Oftentimes, one country’s hero becomes another country’s villain.
Stories of spies and secret agents, therefore, are intriguing to all of us.
Listening to a gripping BBC documentary this week, on Noor Inayat Khan, I was once again drawn into thoughts about the dangerous lives these female spies chose to live.
Fluent in French, Noor Inayat Khan was a wartime British secret agent sent into Nazi-occupied France by Special Operations Executive (SOE) in early 1940s.
She was born in Moscow to an Indian father and an American mother, and was a direct descendant of Tipu Sultan, the 18th century Muslim ruler of Mysore.
Her father was a musician and Sufi teacher who moved to London, and then to Paris, where Noor was educated.
That explains her French. But just, look at her.
She wrote children’s' stories, studied Sufism, got a degree in child psychology, and even played the sitar.
But when France fell to the Nazis in November 1940, she escaped to England and joined WAAF (Women's Auxiliary Air Force).
Trained as a radio operator – with Morse code and all those works - she was sent to join the 'Prosper' resistance network in Paris, under the codename 'Madeleine'.
Her communication headquarters was, however, raided by the Nazis. She avoided detection. But was later betrayed, and ruthlessly interrogated.
Without revealing sensitive information, despite extreme odds, she managed to escape several times before finally being shackled and transferred to Dachau Concentration camp.
Here, at this camp, she was brutally tortured and finally executed in 1944. She was just 30.
She was awarded posthumously the George Cross, and a Statue of her, now stands in London.
Tortured and shot by one country. Decorated and honoured by another.
And we must wonder now, what gave woman like Noor such courage and confidence?
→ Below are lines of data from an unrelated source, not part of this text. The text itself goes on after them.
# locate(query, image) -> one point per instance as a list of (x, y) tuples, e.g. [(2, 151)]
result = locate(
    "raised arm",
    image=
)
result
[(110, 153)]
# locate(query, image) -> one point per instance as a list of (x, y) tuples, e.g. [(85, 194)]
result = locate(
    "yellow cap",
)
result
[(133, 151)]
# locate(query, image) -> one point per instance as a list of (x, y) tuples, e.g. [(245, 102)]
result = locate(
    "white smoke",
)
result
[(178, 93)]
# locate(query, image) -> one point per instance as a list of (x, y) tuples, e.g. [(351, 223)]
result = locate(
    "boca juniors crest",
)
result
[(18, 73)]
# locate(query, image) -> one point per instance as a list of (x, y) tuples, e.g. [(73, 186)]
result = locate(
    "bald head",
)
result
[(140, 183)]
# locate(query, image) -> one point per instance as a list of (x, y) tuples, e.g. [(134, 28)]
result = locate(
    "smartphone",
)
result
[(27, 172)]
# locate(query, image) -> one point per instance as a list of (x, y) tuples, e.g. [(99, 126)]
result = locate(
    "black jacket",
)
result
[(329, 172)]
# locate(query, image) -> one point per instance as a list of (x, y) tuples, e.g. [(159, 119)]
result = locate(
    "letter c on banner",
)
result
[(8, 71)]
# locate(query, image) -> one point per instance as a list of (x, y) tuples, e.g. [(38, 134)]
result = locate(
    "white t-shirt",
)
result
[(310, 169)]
Is it some horrible blackmail, some threat to family, or some lure of money? Nothing seems plausible.
We see in these spies a strange passion to serve the country they owed allegiance to. Temporarily.
When caught, they became double agents. When caught again, they became triple agents.
But they kept evolving, and kept playing roles that were too many and too complicated to play by even an accomplished actor. And that too, in terrifying circumstances.
An enormous amount of grit and fortitude was needed I think, years ago, when communication and transportation was pitiable.
And when to be a woman in a ruthless world of men was by no means easy.
But Noor was just one among hundreds of women who chose to live on the edge.
Krystyna Skarbek, the Polish spy was an excellent skier. She put her skill to good use when Poland was occupied by the Nazis. She transported information back and forth from Poland to Hungary through the mountains.
Nancy Wake developed a spy-network in France so strong that she became the prime target for Gestapo. Nicknamed White Mouse for her elusiveness, she was a lethal combination of femininity and brutality.
Mata Hari. How can I not mention this greatest female spy? Born in Netherlands, and initially married to an Indonesian, she went around the world changing men, and changing allegiances with equal ease. But finally, accused of spying for the Germans, she was executed in 1917.
Females or males, what’s in a gender? These spies were all doing what the other countries did not want them to do in theirs. Dangerously.